Мордаунт поклонился с злобной торжествующей улыбкой.
– Но, – продолжал Кромвель, видя, что Мордаунт готовится благодарить его, – возвратимся к этому несчастному Карлу. Были крики в толпе?
– Почти нет, а если были, то только: «Да здравствует Кромвель!»
– Где вы стояли?
Мордаунт смотрел с минуту на генерала, стараясь прочесть в его глазах, спрашивает ли он серьезно, или ему все известно.
Но пламенный взгляд Мордаунта не мог проникнуть в темную глубину взора Кромвеля.
– Я стоял на таком месте, откуда все видел и слышал, – уклончиво отвечал Мордаунт.
Теперь Кромвель, в свою очередь, в упор посмотрел на Мордаунта, который старался быть непроницаемым. Поглядев на него несколько секунд, Кромвель равнодушно отвернулся.
– Кажется, – сказал он, – палач-любитель превосходно выполнил свою обязанность. Удар, мне говорили, был мастерский.
Мордаунт припомнил слова Кромвеля, будто тот не знает никаких подробностей, и теперь убедился, что генерал присутствовал на казни, укрывшись за какой-либо занавесью или ставней одного из соседних домов.

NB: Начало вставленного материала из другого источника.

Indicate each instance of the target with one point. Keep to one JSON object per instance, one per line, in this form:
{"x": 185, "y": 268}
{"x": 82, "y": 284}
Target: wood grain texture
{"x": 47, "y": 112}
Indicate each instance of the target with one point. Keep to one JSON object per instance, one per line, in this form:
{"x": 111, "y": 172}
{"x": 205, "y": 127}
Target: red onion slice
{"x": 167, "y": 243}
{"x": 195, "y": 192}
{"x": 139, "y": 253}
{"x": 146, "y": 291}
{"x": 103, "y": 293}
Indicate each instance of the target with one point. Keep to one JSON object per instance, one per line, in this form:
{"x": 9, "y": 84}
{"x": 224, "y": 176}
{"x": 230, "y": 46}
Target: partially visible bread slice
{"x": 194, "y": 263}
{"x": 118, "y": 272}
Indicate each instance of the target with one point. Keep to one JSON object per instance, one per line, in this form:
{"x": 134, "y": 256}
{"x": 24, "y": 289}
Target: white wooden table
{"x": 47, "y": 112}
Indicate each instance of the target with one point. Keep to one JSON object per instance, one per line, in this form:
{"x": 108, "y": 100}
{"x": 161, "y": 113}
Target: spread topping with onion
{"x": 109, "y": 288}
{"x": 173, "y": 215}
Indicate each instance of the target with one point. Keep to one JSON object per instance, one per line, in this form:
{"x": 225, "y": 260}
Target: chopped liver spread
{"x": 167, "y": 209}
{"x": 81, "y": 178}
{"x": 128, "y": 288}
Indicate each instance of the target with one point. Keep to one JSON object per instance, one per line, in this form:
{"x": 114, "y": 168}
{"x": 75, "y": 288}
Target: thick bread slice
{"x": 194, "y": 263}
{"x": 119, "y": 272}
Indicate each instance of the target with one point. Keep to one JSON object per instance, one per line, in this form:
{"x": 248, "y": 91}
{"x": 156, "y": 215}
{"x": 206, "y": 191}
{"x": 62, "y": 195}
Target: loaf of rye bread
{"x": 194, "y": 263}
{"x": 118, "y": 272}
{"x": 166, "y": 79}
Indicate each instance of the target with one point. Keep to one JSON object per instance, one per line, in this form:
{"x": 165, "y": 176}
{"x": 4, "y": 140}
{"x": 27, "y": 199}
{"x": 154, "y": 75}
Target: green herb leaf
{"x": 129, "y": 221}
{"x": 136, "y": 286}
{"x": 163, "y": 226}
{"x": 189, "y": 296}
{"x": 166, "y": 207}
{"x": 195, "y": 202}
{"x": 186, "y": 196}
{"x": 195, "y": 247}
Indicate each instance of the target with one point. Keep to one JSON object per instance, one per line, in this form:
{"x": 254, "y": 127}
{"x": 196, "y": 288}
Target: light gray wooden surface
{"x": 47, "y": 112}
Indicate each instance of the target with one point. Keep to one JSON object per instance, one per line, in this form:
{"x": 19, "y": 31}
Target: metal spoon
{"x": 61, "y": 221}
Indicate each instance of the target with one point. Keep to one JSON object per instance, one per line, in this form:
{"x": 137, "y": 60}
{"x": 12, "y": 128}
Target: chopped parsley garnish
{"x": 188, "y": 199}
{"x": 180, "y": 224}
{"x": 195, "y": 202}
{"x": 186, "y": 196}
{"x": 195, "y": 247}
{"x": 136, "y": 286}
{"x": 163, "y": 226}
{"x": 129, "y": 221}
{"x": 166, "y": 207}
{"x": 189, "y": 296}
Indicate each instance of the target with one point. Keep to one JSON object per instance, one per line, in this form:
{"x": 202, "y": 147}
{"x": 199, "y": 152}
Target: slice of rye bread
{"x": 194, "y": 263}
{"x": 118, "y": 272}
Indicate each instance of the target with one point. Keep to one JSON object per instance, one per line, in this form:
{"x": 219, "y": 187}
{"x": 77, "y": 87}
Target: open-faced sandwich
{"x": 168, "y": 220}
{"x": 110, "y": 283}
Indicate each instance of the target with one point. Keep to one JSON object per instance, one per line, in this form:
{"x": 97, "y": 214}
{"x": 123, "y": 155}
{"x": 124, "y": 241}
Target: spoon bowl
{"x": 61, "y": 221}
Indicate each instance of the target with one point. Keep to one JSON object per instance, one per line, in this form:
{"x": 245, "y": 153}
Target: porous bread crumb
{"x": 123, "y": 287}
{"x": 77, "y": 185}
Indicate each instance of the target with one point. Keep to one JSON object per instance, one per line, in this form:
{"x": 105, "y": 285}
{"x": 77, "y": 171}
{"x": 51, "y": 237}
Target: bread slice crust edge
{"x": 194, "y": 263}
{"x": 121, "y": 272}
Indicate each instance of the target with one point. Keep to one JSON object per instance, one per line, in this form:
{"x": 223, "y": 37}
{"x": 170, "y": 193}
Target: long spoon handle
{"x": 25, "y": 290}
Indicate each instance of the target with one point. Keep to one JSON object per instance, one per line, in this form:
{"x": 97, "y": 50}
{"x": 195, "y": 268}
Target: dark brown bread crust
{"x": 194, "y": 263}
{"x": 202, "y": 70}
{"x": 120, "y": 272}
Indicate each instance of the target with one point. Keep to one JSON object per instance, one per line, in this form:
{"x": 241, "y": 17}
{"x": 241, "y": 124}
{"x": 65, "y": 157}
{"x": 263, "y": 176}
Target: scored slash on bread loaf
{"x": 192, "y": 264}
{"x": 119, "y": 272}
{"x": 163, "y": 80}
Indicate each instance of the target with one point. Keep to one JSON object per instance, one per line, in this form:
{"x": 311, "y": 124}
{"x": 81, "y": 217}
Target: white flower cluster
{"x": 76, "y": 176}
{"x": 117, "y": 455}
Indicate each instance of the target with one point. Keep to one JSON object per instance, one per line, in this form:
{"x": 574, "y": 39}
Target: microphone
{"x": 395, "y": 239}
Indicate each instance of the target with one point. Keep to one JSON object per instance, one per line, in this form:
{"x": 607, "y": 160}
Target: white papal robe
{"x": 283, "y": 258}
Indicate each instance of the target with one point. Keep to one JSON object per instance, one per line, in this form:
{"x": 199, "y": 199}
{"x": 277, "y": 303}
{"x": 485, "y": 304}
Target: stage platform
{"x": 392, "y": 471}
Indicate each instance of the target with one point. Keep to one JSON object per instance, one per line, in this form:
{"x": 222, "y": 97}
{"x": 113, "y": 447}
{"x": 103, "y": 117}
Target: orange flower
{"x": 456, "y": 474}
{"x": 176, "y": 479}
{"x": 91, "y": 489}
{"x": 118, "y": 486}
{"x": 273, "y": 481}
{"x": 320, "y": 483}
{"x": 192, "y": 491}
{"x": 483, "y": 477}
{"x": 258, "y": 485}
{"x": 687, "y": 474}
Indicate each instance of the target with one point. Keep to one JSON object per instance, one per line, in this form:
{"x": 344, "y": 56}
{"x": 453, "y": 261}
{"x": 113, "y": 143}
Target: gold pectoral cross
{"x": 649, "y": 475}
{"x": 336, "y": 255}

– Да, – так же бесстрастно и спокойно отвечал Мордаунт, – одного удара оказалось достаточно.
– Может быть, это был профессиональный палач? – сказал Кромвель.
– Вы так думаете, генерал?
– Почему бы нет?
– Этот человек не был похож на палача.
– А кто ж другой, кроме палача, взялся бы за такое грязное дело? – спросил Кромвель.
– Возможно, – возразил Мордаунт, – что это был какой-нибудь личный враг короля Карла, давший слово отомстить ему и выполнивший свой обет. Быть может, это был дворянин, имевший важные причины ненавидеть павшего короля; зная, что королю хотят помочь бежать, он стал на его пути, с маской на лице и с топором в руке, – не для того, чтобы заменить палача, но чтобы исполнить волю судьбы.
– Возможно и это! – согласился Кромвель.
– А если это было так, – продолжал Мордаунт, – то неужели вы осудили бы его поступок, ваша светлость?
– Я не судья в этом деле, – отвечал Кромвель, – пусть рассудит бог.
– Но если бы вы знали этого дворянина?
– Я его не знаю и не желаю знать, – сказал Кромвель. – Не все ли мне равно, тот ли это сделал или другой. Раз Карл был осужден, то голову ему отсек не человек, а топор.
– И все же, не будь этого человека, – продолжал настаивать Мордаунт, – король был бы спасен.
Кромвель улыбнулся.
– Без сомнения, – сказал Мордаунт. – Вы же сами сказали, что его хотели увезти.
– Его увезли бы в Гринвич. Там он сел бы со своими четырьмя спасителями на фелуку. Но на фелуке было четверо моих людей и пять бочек с порохом, принадлежащих английскому народу. В море эти четыре человека пересели бы в шлюпку, а дальше… вы уже достаточно искусны в политике, чтобы угадать остальное.